One can argue that our military is a volunteer force, that its members are just doing their jobs and even -- if one believes the Iraq war to be worthwhile -- that they are doing necessary work for our country.

At the same time, in terms of both human and financial costs, the Post-Gazette believes that it's now past time for the administration to develop a timetable for bringing this affair to an end. It is hard to imagine that the American people will tolerate the idea of U.S. troops in Iraq until 2013 and costs of at least $200 billion, two of the current projections.

What needs to be done is for the administration to put on the table a plan for turning responsibility for Iraq over to international authority -- the United Nations or a regional body -- as soon as possible, accompanied by a schedule to return governance of Iraq to Iraqis as soon as possible.

If the United Nations won't accept responsibility for Iraq without being given authority, then the White House must begin the transition to handing over authority. If the rest of the world doesn't want to pick up responsibility for rebuilding the war-torn country while American companies enjoy all the big contracts, then the Bush administration should be willing to break the hearts of Halliburton, Bechtel, J.P. Morgan Chase and other recipients by sharing the largesse.

There's another barrier to setting a timetable for getting America out of this mess.

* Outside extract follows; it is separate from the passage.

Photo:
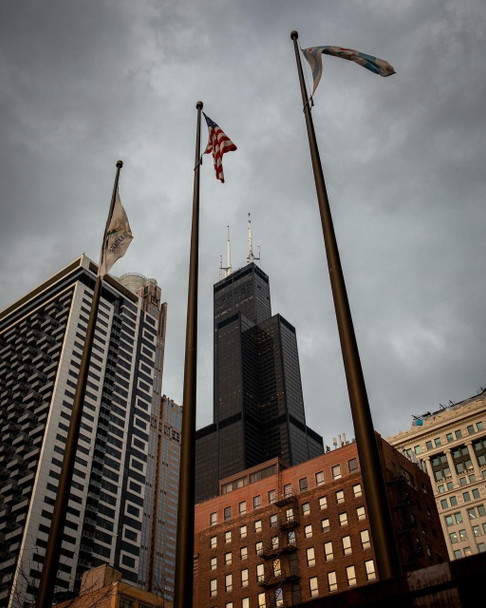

The Bush administration seems to believe that to do so is to admit that it made a mistake in getting the United States into Iraq in the first place, and that it would thus risk paying a price at the ballot box for a change of course.

In that political context, it is worth recalling another president from Texas, this time a Democrat named Lyndon Johnson, who, faced with mounting opposition to the Vietnam War, decided not to seek re-election in 1968 so that he could concentrate on finding peace in Southeast Asia.

Pride and politics are no good reasons for the United States to resist taking the appropriate steps to map out and present the endgame for the Iraq war and occupation, and in the process, set an end date to the painful flow of lives and money that, by the day, Americans find more difficult to justify.